You want the annealed version.  Over here, it is CFA (Cold Formed Annealed) - you could also use one of the non-leaded versions.  A 9" is way too light to try to machine a hardened product.  Plus, your setups are going to be iffy, at best.  For instance, how securely can you hold your blank in a 3 or 4 jaw chuck?  How far does your blank stick out?  Can you hold the end securely enough to be able to turn to size, then drill thru?  Do you have a left-hand ACME tap, or are you going to single point thread it?  Do you have an MT#2 reamer (you can get a fairly decent set from China for less than $25US).


----------



## graham-xrf (Oct 10, 2019)

SLK001 said:


> You want the annealed version.  Over here, it is CFA (Cold Formed Annealed) - you could also use one of the non-leaded versions.  A 9" is way too light to try to machine a hardened product.  Plus, your setups are going to be iffy, at best.  For instance, how securely can you hold your blank in a 3 or 4 jaw chuck?  How far does your blank stick out?  Can you hold the end securely enough to be able to turn to size, then drill thru?  Do you have a left-hand ACME tap, or are you going to single point thread it?  Do you have an MT#2 reamer (you can get a fairly decent set from China for less than $25US).


OK SLK100. Many thanks for the advice, especially on what not to use. With some help, I think I can get there.

The rescue lathe need not be one of the South Bends (which are mine). I do have colleagues who can provide access to  bigger lathes (eg. 400mm with a big steady), which could be used.

I do happen to have a #MT2 cutter and a reamer, not yet used, put on the shelf by the guys who should have ordered #MT3 at the time, and it ended up in a disposal box. I simply asked for it, and they handed it over.

As for the ACME nut part, I am not sure how long it needs to be, but I had thought that one could use a brass or bronze nut from a catalogue, or eBay. When I looked in eBay (UK version) I found this from USA.








						Left Hand 1/2-10 Stainless Steel ACME Threaded Rod Lead Screw Brass Nut 12 24 36  | eBay
					

Find many great new & used options and get the best deals for Left Hand 1/2-10 Stainless Steel ACME Threaded Rod Lead Screw Brass Nut 12 24 36 at the best online prices at eBay! Free shipping for many products!



					www.ebay.com
				




I mention it just an example. The ACME nut is $22.80, and the shipping cost is $19.92, and you get a chunk of leadscrew not directly usable. I would likely not go for that deal, and keep looking, but my point is that using a replaceable ACME nut is an reasonable idea that need not break the bank. There seem to be enough sources for ACME nut bushings. The task becomes to copy the nice insert job on the 9C quill.

A minor stumble is to get the right measurements.
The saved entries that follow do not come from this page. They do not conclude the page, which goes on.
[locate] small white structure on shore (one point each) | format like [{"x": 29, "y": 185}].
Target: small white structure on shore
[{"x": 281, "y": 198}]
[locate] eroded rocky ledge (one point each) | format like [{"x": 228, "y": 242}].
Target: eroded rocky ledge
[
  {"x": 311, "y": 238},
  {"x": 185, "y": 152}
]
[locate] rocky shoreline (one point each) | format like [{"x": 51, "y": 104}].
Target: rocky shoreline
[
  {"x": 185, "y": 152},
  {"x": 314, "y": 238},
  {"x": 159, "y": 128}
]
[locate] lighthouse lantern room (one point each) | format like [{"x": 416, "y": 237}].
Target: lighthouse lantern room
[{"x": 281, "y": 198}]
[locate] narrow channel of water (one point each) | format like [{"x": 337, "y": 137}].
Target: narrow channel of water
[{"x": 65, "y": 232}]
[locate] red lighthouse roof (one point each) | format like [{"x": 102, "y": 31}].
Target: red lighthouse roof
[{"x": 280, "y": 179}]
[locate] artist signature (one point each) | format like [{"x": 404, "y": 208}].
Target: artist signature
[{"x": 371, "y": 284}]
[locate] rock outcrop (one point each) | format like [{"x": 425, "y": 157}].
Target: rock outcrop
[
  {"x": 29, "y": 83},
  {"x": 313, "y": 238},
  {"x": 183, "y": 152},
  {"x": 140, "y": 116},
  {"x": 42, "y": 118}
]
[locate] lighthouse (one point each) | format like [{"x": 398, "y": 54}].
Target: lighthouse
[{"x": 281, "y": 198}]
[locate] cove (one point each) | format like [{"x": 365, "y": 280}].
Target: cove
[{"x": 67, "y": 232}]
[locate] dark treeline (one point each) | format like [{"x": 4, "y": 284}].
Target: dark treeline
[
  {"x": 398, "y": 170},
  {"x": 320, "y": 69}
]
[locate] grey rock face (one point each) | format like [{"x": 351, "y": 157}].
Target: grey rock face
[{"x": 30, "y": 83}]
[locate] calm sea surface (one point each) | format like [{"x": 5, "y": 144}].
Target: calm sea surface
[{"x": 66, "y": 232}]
Are there such things as dimensioned drawings of South Bend lathe bits?  I am measuring "differences" between the 9C and 9A quills. Maybe the 9C is a re-make already!
I won't bore you with the detail - just wondering if the slot is supposed to be 11/64" wide (9C) or 3/16" wide (9A).


----------



## SLK001 (Oct 10, 2019)

graham-xrf said:


> A minor stumble is to get the right measurements. Are there such things as dimensioned drawings of South Bend lathe bits?  I am measuring "differences" between the 9C and 9A quills. Maybe the 9C is a re-make already!
> I won't bore you with the detail - just wondering if the slot is supposed to be 11/64" wide (9C) or 3/16" wide (9A).



Your best bet will be to do all the dimensioning yourself from the part you want to replace.  Things changed over the years at SB.  IIRC, the thread for the screw is 7/16"-10 ACME LH, but it's been a while since I had a 9".  Again, check yours to be sure.  A tap of that flavor can be had for less than $40 (but that is "here" and not "over there").  A 1/2" - 10 ACME LH would be easier to get for you - AliExpress has them and will ship to UK.  You should use a tap to put the thread in if you're not confident in your bit grinding or threading cutting capabilities, but don't force it to do all the work.  Pre-cut the thread with a single point cutter to about 85%, then finish with the tap.  The pre-cut thread can be pretty sloppy, which will get cleaned up with a pass of the tap.

As for the slot, measure your key and add 0.003-0.005" for the slot - remember, things changed over the years at SB.


----------